No se trata ya de que te cuenten lo que pasa, sino de que te lo cuenten como tú quieres, repintado de tus colores y retorcida la realidad como a ti te gusta
Quedan poquísimos medios –este es uno– en los que aún es posible aquella vieja costumbre que parece detestar el apostillador de Rajoy: hallar formas distintas de interpretar la realidad, comparar y sacar conclusiones; es decir, pensar libremente. En una enorme cantidad de medios, mediecitos y alcázares sin novedad, hasta la información de las farmacias de guardia está tiznada de ideología, sea la que sea. Eso si dan la información de las farmacias de guardia. Que ya casi nadie lo hace.
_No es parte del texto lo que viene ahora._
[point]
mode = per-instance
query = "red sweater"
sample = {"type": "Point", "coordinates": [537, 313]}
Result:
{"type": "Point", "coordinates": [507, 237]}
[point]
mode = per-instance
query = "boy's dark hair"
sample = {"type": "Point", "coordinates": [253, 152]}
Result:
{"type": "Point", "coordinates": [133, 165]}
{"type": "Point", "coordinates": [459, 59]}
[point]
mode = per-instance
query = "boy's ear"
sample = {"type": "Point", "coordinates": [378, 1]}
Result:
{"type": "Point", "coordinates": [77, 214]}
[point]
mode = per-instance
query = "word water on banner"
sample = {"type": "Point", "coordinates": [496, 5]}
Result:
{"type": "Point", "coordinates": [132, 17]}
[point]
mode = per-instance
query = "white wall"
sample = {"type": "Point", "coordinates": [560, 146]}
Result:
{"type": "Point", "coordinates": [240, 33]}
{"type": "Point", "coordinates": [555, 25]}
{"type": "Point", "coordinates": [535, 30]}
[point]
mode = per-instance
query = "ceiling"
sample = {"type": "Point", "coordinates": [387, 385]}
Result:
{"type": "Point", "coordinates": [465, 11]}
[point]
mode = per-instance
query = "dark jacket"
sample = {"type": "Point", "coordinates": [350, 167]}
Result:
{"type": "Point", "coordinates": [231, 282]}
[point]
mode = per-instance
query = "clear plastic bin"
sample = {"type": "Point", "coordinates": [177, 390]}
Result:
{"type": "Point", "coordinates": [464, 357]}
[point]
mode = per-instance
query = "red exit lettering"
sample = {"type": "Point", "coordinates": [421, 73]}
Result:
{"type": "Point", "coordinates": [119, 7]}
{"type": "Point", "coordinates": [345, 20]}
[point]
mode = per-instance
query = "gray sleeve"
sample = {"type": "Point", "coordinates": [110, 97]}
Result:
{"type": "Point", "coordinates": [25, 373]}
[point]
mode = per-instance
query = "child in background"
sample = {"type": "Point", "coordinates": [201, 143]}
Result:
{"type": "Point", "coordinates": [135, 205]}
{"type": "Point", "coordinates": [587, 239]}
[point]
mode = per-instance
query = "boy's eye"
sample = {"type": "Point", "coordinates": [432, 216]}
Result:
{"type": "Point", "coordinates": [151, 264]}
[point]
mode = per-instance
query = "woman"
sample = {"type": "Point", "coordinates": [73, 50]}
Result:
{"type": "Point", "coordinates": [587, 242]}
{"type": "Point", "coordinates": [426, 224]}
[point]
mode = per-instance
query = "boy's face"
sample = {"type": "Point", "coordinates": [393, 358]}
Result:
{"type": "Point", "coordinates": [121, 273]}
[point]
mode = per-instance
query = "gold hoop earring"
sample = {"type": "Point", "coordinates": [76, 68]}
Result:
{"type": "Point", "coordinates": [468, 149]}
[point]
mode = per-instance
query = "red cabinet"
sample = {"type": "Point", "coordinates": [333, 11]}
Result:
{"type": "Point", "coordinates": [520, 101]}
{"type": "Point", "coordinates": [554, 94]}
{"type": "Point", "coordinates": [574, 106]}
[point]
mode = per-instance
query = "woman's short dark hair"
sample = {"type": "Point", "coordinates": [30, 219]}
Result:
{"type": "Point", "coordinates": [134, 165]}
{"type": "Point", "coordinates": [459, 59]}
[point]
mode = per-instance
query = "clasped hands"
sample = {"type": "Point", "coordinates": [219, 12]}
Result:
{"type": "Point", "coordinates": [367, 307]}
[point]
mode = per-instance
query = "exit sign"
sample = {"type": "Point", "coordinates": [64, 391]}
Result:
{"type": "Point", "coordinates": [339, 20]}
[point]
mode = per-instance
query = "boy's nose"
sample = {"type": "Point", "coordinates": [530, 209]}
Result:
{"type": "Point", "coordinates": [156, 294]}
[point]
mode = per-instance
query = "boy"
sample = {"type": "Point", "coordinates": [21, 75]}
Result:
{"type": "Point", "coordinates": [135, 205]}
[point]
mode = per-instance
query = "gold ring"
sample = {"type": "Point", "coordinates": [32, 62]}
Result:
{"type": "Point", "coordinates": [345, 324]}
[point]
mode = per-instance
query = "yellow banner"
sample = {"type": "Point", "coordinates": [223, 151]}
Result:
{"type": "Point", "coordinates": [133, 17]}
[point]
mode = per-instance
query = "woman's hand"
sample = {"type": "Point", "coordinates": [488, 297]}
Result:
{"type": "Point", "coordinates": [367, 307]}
De esto se sale nada más que por la fe. Hay que querer creer y no perder la confianza. Hay que tener siempre presente que los trolls no representan a los lectores de un medio, ni en cantidad ni en calidad. El apostillador de Rajoy sabe perfectamente que este no es “su” periódico: que es de todos los lectores. Y que un mismo artículo puede padecer la peste de los trolls en un medio y luego ser compartido decenas o cientos de veces en redes sociales, por ejemplo, entre aplausos y felicitaciones. Ese disparate se ha convertido ya en “lo normal” y sucede todos los días y en todas partes.
¿Tienen derecho los trolls a existir? Pues hay que contestar que sí, qué vamos a hacerle. Pero no hay pecado que no tenga contrapuesta una virtud, como nos enseñaban de niños en clase de religión. Contra ira, templanza. Contra pereza, diligencia. Y contra los trolls, sencillamente no leerlos. Nunca.